# Minor's Culinary Cream:  anybody here ever use it?



## black chef (Jun 30, 2008)

anybody have any experience using this product?

my favorite italian restaurant's sous chef told me that they use minor's culinary cream in just about ALL of their sauces... it PREVENTS them from breaking even at high heat.

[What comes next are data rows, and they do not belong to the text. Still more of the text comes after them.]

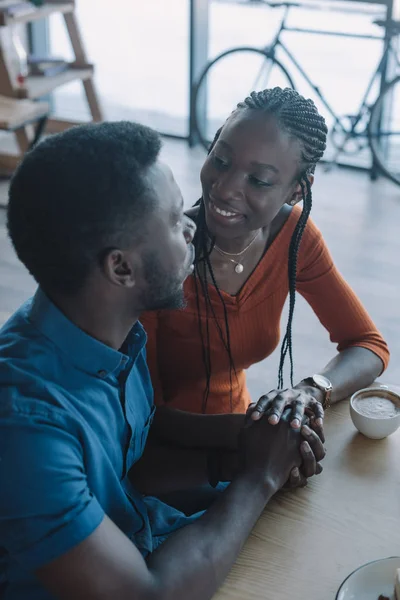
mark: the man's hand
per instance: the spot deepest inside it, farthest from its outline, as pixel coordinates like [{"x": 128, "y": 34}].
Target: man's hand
[
  {"x": 270, "y": 452},
  {"x": 310, "y": 465},
  {"x": 302, "y": 399}
]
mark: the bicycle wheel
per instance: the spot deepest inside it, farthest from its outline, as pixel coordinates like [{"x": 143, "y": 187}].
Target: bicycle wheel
[
  {"x": 384, "y": 131},
  {"x": 228, "y": 79}
]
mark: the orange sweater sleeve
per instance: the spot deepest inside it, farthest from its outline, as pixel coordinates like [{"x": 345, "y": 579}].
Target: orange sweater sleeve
[
  {"x": 332, "y": 299},
  {"x": 149, "y": 320}
]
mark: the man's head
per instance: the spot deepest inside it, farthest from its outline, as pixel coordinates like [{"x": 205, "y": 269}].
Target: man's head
[{"x": 95, "y": 204}]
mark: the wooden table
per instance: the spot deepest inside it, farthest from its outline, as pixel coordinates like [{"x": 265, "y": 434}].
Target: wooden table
[{"x": 308, "y": 541}]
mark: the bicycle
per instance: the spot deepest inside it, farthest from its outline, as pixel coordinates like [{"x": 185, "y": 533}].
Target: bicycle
[{"x": 375, "y": 125}]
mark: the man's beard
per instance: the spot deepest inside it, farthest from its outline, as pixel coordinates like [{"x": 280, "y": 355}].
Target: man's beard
[{"x": 162, "y": 292}]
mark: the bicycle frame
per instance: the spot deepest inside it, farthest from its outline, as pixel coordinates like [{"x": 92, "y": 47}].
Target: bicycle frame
[{"x": 365, "y": 105}]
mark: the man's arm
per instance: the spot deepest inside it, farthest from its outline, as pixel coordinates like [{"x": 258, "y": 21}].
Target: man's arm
[
  {"x": 191, "y": 430},
  {"x": 194, "y": 561},
  {"x": 165, "y": 468}
]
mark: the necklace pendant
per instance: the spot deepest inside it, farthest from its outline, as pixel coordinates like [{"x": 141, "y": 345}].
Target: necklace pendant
[{"x": 239, "y": 268}]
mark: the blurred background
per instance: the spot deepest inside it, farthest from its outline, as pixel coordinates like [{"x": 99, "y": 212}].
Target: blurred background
[{"x": 148, "y": 58}]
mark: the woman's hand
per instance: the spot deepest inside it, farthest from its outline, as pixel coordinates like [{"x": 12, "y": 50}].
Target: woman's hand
[
  {"x": 312, "y": 451},
  {"x": 303, "y": 399}
]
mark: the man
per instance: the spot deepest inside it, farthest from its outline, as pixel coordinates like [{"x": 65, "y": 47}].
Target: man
[{"x": 98, "y": 221}]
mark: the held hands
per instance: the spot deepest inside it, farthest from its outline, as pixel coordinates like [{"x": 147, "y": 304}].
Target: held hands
[
  {"x": 280, "y": 455},
  {"x": 305, "y": 409},
  {"x": 303, "y": 400}
]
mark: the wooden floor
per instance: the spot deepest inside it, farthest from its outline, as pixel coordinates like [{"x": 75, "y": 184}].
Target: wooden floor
[{"x": 361, "y": 223}]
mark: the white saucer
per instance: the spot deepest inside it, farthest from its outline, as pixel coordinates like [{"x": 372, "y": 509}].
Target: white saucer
[{"x": 370, "y": 580}]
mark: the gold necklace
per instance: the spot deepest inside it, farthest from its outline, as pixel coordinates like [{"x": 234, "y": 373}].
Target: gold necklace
[{"x": 239, "y": 268}]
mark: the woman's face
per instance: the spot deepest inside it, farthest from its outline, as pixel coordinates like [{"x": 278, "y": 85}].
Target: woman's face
[{"x": 249, "y": 175}]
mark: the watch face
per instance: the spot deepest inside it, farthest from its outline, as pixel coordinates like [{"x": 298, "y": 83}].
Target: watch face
[{"x": 322, "y": 382}]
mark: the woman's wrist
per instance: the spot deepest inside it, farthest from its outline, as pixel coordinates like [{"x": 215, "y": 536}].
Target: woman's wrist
[{"x": 313, "y": 391}]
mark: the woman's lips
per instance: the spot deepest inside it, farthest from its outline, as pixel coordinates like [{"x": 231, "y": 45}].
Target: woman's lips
[{"x": 224, "y": 214}]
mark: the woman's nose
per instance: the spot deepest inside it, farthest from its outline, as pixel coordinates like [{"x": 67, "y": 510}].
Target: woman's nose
[{"x": 190, "y": 230}]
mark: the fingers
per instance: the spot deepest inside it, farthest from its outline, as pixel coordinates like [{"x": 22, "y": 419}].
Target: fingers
[
  {"x": 319, "y": 429},
  {"x": 299, "y": 406},
  {"x": 314, "y": 442},
  {"x": 309, "y": 466}
]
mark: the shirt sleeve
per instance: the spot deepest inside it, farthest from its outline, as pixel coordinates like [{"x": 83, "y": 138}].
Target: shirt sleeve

anybody know where to find this stuff?


----------



## jpmcgrew (Jun 30, 2008)

black chef said:


> anybody have any experience using this product?
> 
> my favorite italian restaurant's sous chef told me that they use minor's culinary cream in just about ALL of their sauces... it PREVENTS them from breaking even at high heat.
> 
> anybody know where to find this stuff?


  I'm very familiar with Minors I keep some of their soup bases at home but have never heard of culinary cream I would not need it as I watch my temps. Anyway you might find it here.
Soupbase.com for Minor's chicken base, lobster base, clam base, low sodium, sauces and other gourmet cooking ingredients and recipes.


----------



## Michael in FtW (Jun 30, 2008)

_Minor's Culinary Cream_ is a professional kitchen product produced and distributed by _Nestlé Professional_. Go here and click on the "Contact Us" or "Find a Contact" tab at the top of the page.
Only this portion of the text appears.